There are arguments on both sides. Those who pooh-pooh shock art say that art should be beautiful. The shock artists say that truth is beauty.

Maybe the argument is not about truth or beauty, but about control, taste control - something Hitler understood. "Art is not a realm unto itself, governed by its own laws," he said. "Art must be part of the community." Seeing himself as the protector of "the right kind of art," the Fuhrer restricted picture-making to romantic Arcadian rural settings uncontaminated by real life: "Theater, art, literature, cinema, posters and window displays must be cleansed of all manifestations of our rotting world," he said.

I’m not about to side with Hitler, but when I see a monthly art magazine depict a female equipped with male sex organs - a double set, no less - I find myself longing for the Arcadian rural setting.

Maybe we need to define terms.
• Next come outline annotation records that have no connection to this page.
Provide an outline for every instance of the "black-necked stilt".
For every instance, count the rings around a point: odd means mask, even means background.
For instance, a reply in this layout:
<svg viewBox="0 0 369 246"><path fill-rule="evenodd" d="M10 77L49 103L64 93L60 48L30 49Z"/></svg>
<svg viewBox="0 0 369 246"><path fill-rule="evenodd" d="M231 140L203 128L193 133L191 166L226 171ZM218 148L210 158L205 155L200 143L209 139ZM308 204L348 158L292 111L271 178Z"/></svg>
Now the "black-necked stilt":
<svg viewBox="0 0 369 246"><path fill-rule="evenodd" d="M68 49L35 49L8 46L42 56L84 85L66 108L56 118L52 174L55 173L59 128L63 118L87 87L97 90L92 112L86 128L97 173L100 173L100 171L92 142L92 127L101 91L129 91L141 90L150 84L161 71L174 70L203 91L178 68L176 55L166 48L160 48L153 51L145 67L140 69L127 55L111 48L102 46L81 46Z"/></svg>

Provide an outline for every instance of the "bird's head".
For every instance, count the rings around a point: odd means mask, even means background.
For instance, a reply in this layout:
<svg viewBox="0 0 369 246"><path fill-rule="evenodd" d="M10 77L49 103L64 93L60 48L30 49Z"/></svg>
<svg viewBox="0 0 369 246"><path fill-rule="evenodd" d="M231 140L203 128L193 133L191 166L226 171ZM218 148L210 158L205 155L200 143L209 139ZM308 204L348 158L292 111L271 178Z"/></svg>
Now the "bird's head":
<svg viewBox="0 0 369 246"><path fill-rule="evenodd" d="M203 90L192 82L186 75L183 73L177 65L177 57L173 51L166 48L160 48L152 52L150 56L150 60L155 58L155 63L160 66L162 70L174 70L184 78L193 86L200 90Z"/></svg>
What is art? I figure it’s a mix of beauty and truth. Beauty has its rules (balance, rhythm, contrast, unity of line, shape, space, light, color and pattern). So does truth. Probably the truest, angriest and most beautiful picture I know is "La Grande Jatte" in which Seurat painted tiny dots of equal size with machinelike precision to describe middle-class life as joyless, flat and lifeless. Empty faces and starched, separate bodies of maids and clerks - icons of the alienation and anonymity of modern life - go with Seurat's dot matrix. It was the truth as he saw it in 1886.
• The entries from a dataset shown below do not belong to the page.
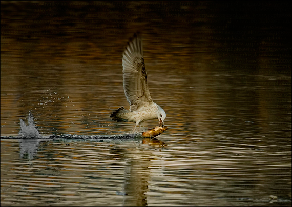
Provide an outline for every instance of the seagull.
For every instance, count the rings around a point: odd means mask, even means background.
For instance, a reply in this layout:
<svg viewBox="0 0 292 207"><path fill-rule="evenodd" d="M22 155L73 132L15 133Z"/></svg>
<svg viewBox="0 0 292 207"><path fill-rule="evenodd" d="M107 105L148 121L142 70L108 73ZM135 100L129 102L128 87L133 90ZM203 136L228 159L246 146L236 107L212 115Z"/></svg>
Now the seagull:
<svg viewBox="0 0 292 207"><path fill-rule="evenodd" d="M130 110L123 107L113 111L110 117L117 121L136 123L133 132L141 123L157 119L164 126L166 114L151 98L147 85L147 73L143 58L143 48L140 34L135 33L130 39L122 55L123 85Z"/></svg>

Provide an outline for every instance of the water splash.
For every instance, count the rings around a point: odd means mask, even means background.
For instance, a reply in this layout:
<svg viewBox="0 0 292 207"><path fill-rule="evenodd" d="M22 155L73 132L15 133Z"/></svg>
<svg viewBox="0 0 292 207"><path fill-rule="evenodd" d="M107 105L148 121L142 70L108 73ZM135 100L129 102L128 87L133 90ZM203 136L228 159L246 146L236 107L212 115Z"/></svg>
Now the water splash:
<svg viewBox="0 0 292 207"><path fill-rule="evenodd" d="M27 118L28 125L26 125L24 121L20 118L20 130L18 134L23 138L41 138L36 126L33 122L33 117L32 114L29 112Z"/></svg>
Yet the work is so beautiful, the relation of Seurat's colors so sublime, many don't readily see the anger. Which brings up a key ingredient in the mixing of truth and beauty: metaphor. If an image doesn't imply something beyond itself, it's not truth, it's just a surface reality that omits those levels of existence within us that have no image. In the art magazine picture of the hermaphrodite, there was nothing inscrutable, nothing unknowable.

Mona Lisa

You might say that's what true art is about - secrets. The quintessential example may be the riddling expression on "Mona Lisa's" face and the shadowy landscape behind her. "Mona Lisa" is a visual metaphor for hidden meaning, for the unknowable, which is at the core of life. To make certain we make the connection, Leonardo melted the edges of his figure so she appears as part of the rocks and the water. In-your-face art can't do that. It's too single-minded.

This is not to say that the Johnny-one-notes in the shock art crowd are the only ones who take art's name in vain. Some art critics help them do it.
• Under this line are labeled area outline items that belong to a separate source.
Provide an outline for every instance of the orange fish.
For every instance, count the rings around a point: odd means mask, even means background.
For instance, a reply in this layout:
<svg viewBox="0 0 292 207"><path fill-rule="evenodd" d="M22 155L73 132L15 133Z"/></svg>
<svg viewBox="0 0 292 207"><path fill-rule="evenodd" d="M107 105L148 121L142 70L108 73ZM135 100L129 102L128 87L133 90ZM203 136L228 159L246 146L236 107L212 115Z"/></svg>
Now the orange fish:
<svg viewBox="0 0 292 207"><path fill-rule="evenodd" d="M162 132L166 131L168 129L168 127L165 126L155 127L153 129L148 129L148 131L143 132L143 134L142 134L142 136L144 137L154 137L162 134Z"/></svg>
Here's New York Times art critic Michael Kimmelman writing about the SoHo exhibit of cow carcasses hacked up by artist Damien Hirst: "The show left me somehow, unexpectedly, smiling ... It's a sense of something vivifying beyond, or besides, his infatuation with death and dead animals, that makes Mr. Hirst's work likable, and makes his art different from the merely slick and chilling ..."

And here's art critic Kim Levin in New York's "The Village Voice." Her subject was Julian Schnabel, who is known for giant canvases where globs of paint are applied to broken pieces of crockery glued to the surface: "They regurgitate residues of feelings that no longer exist. They manage to be decadent and barbaric at the same time."

Then, as if she knew she wasn't making any sense, Levin added, "Why should everything mean something? What's wrong with a taste of true meaninglessness?"

Nothing, if that's your taste. Just don't call it art.